Bloomberg recently reported on one of the less-discussed elements of the Patient Protection and Affordable Care Act (PPACA): the way the law increases the ceiling on incentives and penalties employers can use to encourage participation in wellness programs. The incentives and penalties come in the form of premium increases or discounts. Formerly limited by HIPAA to 20% of premium, the PPACA raises the limit to 30% and leaves the door open to 50% in the future. Financial incentives and penalties can be used in both participation-based (join the gym) and outcomes-based (meet a BMI target) programs.

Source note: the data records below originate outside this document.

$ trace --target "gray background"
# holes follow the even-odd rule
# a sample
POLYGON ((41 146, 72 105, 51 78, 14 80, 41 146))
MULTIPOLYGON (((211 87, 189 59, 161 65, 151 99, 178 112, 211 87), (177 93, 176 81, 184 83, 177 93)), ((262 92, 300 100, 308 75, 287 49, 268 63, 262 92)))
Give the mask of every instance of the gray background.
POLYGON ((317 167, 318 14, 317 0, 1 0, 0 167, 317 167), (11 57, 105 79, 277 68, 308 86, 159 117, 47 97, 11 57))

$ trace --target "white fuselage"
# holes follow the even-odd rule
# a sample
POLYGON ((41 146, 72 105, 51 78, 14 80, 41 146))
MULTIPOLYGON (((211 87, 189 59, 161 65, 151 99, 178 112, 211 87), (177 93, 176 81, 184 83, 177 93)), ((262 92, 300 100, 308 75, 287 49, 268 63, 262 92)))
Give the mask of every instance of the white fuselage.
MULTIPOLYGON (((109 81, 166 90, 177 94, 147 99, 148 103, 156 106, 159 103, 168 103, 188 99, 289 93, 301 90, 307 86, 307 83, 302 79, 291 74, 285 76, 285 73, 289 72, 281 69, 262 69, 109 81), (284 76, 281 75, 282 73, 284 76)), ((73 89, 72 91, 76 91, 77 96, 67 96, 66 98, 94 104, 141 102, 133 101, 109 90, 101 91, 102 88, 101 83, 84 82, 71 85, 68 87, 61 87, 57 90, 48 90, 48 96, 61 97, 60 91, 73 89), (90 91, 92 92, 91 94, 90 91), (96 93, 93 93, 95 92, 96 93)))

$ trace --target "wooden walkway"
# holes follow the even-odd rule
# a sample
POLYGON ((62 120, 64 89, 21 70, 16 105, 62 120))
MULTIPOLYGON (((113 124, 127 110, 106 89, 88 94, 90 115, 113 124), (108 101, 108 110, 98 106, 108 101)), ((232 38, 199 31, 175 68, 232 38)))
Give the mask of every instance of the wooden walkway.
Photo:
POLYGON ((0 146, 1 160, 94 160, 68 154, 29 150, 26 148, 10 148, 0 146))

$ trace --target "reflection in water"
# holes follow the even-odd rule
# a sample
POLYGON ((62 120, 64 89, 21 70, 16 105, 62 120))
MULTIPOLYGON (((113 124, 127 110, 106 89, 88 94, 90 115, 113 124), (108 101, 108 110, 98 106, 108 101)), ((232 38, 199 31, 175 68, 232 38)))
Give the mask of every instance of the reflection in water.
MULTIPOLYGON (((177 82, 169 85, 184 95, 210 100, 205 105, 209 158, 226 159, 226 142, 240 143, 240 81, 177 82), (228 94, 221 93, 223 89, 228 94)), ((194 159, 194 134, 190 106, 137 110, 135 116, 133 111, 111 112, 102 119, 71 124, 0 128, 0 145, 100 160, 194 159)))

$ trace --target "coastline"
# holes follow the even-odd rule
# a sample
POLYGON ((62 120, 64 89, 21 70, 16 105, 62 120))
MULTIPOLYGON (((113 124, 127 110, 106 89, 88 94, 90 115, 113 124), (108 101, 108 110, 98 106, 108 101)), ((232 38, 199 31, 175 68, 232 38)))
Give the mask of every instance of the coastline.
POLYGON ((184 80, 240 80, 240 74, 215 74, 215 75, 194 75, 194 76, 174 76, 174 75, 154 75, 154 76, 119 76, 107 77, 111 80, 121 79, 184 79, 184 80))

In the article, a pair of researchers from Georgetown University claim that these incentives, if poorly designed, could end up costing less-healthy workers more and potentially even driving them out of employer-sponsored plans. On the other hand, wellness plan administrators say they make sense as they reduce risk to employers. In any case, employers will want to weigh the implementation of these incentives carefully against the return on investment (ROI) from wellness programs. If less-healthy employees are discouraged from using their health benefits because of high deductibles or a switch to less benefit-rich plans because of high premiums, they may be more likely to let health issues linger until they become more critical and costly.
Milliman consultants have examined the issue of wellness programs from a number of perspectives. Kathryn Fitch and Bruce Pennyson published an article in Benefits Quarterly that covers the breadth of wellness programs, the evidence base for them, how employers should target candidates, and reasonable success criteria. In an interview, Fitch also talked about lessons learned from wellness programs in the private sector. And, Scott Weltz discussed how companies can use evidence-based measures to look at wellness program effectiveness in the early years of implementation when ROI data are very hard to come by.